Paulo Rangel, Público

Do céu, um cisne

João Gonçalves 22 Jan 13

 

Quando menos (?) se esperava, Portugal, pela voz do ministro das finanças, solicitou em Bruxelas o alargamento dos prazos para solver os empréstimos "troikos" europeus no intuito de facilitar o regresso aos mercados da dívida. Segundo alguns economistas da não esquerda, isto pode traduzir-se por "reestruturação da dívida"o que corresponde à absorção epistemológica da chamada "doutrina do cisne negro" por parte do Dr. Vítor Gaspar. Saúda-se, portanto, como o fizeram os partidos da actual maioria e o PS na base do "alívio" da complicada frente interna. Entretanto, o visionário Roubini disse umas coisas interessantes na gelada Paris. «Ao olhar para os fundamentais económicos da Zona Euro, começando por Espanha mas que se aplica a Itália, Portugal, Grécia e até à Irlanda, os problemas fundamentais não foram resolvidos. Continuam com austeridade, o valor do euro continua muito alto, existe um "credit crunch" e a confiança dos consumidores e o ambiente de negócios é muito medíocre. Os rácios de dívida são ainda altos e, além da dívida e do défice, têm dívidas grandes no sector privado. Por último, sofreram uma perda de competitividade na última década quando os salários cresceram mais do que a produtividade.
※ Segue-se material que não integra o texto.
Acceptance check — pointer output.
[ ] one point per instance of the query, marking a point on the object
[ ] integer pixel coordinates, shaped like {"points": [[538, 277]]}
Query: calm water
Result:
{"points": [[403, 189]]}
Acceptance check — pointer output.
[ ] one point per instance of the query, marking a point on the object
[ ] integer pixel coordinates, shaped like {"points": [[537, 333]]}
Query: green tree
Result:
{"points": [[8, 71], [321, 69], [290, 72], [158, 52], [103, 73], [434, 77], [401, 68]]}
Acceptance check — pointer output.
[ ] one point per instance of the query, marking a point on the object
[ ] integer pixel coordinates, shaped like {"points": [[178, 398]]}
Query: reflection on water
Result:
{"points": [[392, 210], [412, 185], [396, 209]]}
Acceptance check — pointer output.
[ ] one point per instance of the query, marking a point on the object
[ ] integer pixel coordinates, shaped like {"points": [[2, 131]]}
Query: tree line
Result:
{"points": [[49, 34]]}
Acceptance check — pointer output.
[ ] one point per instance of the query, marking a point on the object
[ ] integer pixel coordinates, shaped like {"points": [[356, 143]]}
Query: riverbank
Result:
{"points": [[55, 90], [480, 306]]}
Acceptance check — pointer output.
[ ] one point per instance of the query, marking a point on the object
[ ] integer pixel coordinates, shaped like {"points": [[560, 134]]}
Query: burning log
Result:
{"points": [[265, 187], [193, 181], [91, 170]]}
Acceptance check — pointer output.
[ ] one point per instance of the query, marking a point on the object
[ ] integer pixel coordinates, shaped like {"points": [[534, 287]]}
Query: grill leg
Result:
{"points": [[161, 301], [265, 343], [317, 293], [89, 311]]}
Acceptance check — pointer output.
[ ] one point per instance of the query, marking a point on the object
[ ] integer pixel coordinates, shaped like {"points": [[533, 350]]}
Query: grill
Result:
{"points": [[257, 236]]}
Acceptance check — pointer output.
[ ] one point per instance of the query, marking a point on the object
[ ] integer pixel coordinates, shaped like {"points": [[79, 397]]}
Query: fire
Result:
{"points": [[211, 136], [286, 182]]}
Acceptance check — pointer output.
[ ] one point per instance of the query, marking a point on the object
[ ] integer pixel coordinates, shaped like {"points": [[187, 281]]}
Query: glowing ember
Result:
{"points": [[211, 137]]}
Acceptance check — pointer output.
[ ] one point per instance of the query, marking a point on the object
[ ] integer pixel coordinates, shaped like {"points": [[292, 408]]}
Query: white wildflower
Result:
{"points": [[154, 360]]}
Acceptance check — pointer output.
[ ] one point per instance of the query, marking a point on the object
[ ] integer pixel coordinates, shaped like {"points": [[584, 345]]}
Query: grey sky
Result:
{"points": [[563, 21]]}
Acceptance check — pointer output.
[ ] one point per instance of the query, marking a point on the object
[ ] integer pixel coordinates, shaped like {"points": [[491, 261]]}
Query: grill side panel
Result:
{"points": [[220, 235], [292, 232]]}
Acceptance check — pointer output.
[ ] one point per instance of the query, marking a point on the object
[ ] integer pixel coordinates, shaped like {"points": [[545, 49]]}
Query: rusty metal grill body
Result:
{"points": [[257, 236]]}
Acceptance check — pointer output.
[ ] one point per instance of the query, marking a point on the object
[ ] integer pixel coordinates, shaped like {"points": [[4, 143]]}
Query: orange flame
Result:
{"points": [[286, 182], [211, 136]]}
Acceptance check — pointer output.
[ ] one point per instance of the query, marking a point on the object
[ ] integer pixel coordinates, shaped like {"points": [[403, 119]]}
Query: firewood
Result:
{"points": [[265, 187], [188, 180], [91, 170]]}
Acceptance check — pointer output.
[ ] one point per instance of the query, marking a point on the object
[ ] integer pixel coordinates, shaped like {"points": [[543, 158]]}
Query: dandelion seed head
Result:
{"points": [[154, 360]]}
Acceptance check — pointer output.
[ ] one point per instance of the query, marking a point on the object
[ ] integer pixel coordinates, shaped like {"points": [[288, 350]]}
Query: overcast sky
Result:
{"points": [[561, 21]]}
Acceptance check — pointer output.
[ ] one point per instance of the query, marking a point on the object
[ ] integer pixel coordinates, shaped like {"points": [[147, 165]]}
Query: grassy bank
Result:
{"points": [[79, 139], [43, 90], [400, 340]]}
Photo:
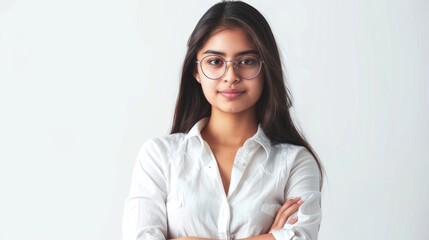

Provavelmente Portugal precisará de mais apoio da troika e, devido aos seus esforços, deverá recebê-lo. Portugal provavelmente merece. Tal como na Grécia, houve um alívio da dívida, nalguma altura diria que o sector oficial vai ceder para Portugal, seja por redução da dívida, alteração de prazos de pagamento, extensão de maturidades, juros mais baixos. Pode ser inevitável. Não afasto a possibilidade de uma reestruturação progressiva e ordeira. Não vejo isso a acontecer neste ou no próximo ano, mas sem crescimento económico, estes rácios de dívida podem ser insustentáveis. Em comparação com a Grécia, estão num caminho mais certo, mas a recessão continua e o desemprego está muito elevado. Não sei se o acesso aos mercados vai ocorrer tão cedo.» A ver vamos como dizia o cego.